Russia to sell US dollar bonds through VTB Capital

* Russia eyes first US dollar bond since 2013

* VTB Capital is sole lead manager

* Proceeds won’t go to sanctioned entities

LONDON, May 23 (IFR) - Russia is marketing its first US dollar bond since 2013 after hiring state-owned bank VTB Capital to lead the deal.

The sovereign has announced initial price thoughts of 4.65-4.90% for a 10-year offering.

Russia’s intention to raise money in the global bond market has been shrouded in controversy. Earlier this year, the sovereign sent a request for proposals to 28 international and domestic banks for a potential bond issue.

However, international banks quickly came under pressure from US and EU regulators to desist with any plans to work on a deal.

Many banks declined to respond to the RFP. But others did initially but were then forced to reassess after the US State Department had reportedly warned some banks that helping Russia raise money would undermine international sanctions imposed on certain Russian entities for Moscow’s role in Ukraine.

Goldman Sachs, for example, was forced to perform an about turn after pitching for the deal.

Last week, Deputy Finance Minister Sergei Storchak said Russia had not cancelled plans for the Eurobond.

“Everyone assumed they could get a deal done without Western banks being involved, but only with all the big Russian state owned banks and perhaps a few Chinese banks, so it’s very interesting to see VTB as sole lead,” said a banker away from the deal.

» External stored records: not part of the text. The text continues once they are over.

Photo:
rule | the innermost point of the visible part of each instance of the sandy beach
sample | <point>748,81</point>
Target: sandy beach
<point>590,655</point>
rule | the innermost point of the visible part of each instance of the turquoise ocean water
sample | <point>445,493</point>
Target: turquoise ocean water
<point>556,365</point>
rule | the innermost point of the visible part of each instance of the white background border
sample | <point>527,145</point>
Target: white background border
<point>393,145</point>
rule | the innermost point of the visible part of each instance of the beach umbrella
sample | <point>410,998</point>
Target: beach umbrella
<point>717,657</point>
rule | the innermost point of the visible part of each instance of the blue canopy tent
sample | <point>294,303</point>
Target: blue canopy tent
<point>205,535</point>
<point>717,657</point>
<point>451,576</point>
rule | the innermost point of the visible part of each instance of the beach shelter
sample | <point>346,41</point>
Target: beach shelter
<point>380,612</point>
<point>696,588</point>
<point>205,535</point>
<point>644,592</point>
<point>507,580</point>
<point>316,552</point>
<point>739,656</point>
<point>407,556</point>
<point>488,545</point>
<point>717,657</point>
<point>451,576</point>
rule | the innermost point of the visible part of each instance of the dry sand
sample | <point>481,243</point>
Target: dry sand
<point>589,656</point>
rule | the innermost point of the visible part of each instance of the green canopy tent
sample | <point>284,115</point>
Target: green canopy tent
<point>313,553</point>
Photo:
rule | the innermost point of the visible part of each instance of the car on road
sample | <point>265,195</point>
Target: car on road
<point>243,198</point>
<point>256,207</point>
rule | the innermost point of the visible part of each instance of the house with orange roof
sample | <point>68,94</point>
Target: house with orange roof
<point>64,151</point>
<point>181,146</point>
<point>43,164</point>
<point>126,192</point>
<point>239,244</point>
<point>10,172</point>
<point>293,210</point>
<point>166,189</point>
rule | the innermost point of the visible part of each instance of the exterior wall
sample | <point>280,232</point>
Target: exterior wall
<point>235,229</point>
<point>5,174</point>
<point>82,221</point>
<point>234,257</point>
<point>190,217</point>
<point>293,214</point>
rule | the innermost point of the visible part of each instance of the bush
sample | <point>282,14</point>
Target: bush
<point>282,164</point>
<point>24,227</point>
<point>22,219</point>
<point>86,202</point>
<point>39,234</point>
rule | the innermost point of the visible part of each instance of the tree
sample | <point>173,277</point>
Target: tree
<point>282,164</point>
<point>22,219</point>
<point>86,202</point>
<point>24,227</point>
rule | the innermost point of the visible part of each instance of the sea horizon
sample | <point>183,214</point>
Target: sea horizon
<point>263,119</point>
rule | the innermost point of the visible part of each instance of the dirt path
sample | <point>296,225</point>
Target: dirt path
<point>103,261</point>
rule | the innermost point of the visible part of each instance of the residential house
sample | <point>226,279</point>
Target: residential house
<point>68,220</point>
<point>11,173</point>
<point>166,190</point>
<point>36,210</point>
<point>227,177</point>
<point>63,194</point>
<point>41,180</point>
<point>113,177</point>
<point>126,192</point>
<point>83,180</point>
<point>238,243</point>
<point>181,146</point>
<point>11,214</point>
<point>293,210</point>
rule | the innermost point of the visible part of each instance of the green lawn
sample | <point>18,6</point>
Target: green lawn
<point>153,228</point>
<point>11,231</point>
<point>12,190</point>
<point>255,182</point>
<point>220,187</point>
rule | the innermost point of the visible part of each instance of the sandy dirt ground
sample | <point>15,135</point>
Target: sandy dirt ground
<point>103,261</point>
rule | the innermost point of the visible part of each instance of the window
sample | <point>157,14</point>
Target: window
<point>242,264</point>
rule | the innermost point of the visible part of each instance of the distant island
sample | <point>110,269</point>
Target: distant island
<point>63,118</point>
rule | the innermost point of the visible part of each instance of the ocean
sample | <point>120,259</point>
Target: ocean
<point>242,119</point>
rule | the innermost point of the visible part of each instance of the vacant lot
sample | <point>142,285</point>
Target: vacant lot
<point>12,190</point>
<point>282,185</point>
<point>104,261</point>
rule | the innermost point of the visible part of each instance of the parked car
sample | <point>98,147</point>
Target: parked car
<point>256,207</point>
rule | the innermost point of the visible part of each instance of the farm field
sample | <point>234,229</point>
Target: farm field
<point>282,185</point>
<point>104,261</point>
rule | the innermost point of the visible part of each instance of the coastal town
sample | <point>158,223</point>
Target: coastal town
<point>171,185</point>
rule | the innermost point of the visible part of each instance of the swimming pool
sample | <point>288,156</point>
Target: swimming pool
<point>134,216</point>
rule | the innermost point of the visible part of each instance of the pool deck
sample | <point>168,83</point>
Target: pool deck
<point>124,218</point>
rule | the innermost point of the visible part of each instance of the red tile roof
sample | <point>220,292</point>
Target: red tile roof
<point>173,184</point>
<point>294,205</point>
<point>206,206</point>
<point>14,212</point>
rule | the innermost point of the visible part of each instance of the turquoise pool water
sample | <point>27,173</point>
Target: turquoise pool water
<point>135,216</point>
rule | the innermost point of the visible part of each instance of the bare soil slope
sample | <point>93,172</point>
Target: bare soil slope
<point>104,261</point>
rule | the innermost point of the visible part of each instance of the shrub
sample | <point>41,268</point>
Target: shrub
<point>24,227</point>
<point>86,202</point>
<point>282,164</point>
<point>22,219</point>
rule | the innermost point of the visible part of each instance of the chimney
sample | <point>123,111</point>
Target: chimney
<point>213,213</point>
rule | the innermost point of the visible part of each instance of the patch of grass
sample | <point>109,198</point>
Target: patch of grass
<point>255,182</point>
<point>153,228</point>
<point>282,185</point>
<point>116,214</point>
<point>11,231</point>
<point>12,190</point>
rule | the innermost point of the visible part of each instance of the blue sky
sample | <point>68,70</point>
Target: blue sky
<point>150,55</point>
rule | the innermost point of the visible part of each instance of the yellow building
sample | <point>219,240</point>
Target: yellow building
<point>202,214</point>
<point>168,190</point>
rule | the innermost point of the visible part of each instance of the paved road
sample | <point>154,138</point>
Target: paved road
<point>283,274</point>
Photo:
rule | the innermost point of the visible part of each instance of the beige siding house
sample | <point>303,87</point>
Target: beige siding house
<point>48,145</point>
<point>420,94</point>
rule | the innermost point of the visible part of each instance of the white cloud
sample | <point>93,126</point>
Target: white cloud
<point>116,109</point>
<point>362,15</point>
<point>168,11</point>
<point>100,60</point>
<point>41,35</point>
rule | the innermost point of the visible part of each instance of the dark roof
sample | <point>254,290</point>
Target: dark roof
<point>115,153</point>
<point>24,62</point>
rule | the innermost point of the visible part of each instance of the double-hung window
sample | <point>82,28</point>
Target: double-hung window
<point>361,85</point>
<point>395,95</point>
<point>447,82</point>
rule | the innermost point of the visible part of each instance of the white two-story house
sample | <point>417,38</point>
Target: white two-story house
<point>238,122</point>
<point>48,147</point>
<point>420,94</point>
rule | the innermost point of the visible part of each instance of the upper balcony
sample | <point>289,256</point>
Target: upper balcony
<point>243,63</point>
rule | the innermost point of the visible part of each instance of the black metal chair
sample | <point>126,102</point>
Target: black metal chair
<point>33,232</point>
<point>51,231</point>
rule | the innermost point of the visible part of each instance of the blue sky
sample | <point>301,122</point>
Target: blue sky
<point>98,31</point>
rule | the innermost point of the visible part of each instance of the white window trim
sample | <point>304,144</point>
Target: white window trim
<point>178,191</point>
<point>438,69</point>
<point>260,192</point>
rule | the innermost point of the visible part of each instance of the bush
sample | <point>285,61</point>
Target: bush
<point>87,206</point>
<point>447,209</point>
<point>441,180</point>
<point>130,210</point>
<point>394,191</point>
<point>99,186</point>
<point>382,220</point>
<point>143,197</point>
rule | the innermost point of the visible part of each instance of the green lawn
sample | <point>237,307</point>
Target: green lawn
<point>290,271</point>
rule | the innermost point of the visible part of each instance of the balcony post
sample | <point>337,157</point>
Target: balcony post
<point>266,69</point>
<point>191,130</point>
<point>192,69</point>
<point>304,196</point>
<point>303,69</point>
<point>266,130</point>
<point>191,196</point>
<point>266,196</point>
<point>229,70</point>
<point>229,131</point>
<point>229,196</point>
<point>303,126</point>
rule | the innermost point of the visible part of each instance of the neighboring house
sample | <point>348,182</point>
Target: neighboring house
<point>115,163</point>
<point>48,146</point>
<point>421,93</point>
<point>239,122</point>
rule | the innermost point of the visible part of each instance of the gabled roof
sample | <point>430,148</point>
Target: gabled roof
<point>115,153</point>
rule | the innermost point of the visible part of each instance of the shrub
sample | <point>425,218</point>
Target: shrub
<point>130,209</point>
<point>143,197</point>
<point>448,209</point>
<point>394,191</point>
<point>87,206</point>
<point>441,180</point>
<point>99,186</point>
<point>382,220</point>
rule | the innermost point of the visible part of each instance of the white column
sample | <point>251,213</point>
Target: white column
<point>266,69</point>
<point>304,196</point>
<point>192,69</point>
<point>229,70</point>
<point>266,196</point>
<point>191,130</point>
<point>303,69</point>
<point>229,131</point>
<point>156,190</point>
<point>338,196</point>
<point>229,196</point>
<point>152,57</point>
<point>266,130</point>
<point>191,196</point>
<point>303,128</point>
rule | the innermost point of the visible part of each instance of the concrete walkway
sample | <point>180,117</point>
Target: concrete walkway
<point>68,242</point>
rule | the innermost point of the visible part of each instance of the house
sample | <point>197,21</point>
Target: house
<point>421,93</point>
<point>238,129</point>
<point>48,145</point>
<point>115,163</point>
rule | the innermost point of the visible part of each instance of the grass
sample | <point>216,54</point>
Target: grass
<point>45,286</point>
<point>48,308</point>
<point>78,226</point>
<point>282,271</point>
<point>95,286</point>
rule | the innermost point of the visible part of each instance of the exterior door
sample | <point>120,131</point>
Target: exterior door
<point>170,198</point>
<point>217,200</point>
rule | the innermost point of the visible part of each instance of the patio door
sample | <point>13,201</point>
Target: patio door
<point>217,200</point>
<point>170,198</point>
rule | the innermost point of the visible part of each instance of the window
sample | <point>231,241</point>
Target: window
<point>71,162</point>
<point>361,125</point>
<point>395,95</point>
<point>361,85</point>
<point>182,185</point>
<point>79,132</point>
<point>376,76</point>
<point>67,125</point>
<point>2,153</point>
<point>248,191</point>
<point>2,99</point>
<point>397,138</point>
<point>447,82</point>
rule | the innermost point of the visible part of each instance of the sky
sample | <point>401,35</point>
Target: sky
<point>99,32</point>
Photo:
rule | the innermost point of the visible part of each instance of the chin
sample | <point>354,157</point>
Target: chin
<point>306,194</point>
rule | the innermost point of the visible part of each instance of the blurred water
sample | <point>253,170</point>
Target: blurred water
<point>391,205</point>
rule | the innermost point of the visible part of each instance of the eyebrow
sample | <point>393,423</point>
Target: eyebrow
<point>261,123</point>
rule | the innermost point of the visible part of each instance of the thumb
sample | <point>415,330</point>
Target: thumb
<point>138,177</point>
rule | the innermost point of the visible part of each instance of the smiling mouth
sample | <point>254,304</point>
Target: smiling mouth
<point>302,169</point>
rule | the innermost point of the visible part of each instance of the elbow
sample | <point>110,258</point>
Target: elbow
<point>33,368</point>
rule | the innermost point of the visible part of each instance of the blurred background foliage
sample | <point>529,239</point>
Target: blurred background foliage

The bond’s documentation says that the proceeds raised won’t go to sanctioned entities, according to the source.

“But once money has been disseminated into the Russian system, who knows where it goes?” he added. “It’s impossible for anyone to tell.”

It remains to be seen how many international investors buy the deal. The Russian sovereign is not sanctioned and, in the past, some investors in the UK have said they would have no problem investing in a new issue.

“Pricing 4.65-4.9% is certainly not expensive for Moscow given geo-political risks/tensions. Moscow will aim to do a big deal - with very significant Western institutional investor interest, with the message to the West being ‘look, despite your sanctions, your investors still buy into the Russian story, and are participating in scale in this deal,’” said Tim Ash, senior credit strategist at Nomura.

Russia has US$3bn bond due in September 2023 outstanding, which is the closest reference point for the new transaction. That bond closed on Friday at a yield of 3.96%, according to Eikon. It is currently trading at a yield of 4.06% or spread of 244bp over mid-swaps.

Russia last sold debt in the US dollar market in September 2013 when it raised US$7bn-equivalent through a four-tranche transaction. Demand for that deal was more than US$16bn.

Russia is rated Ba1 by Moody’s, BB+ by Standard & Poor’s and BBB- by Fitch.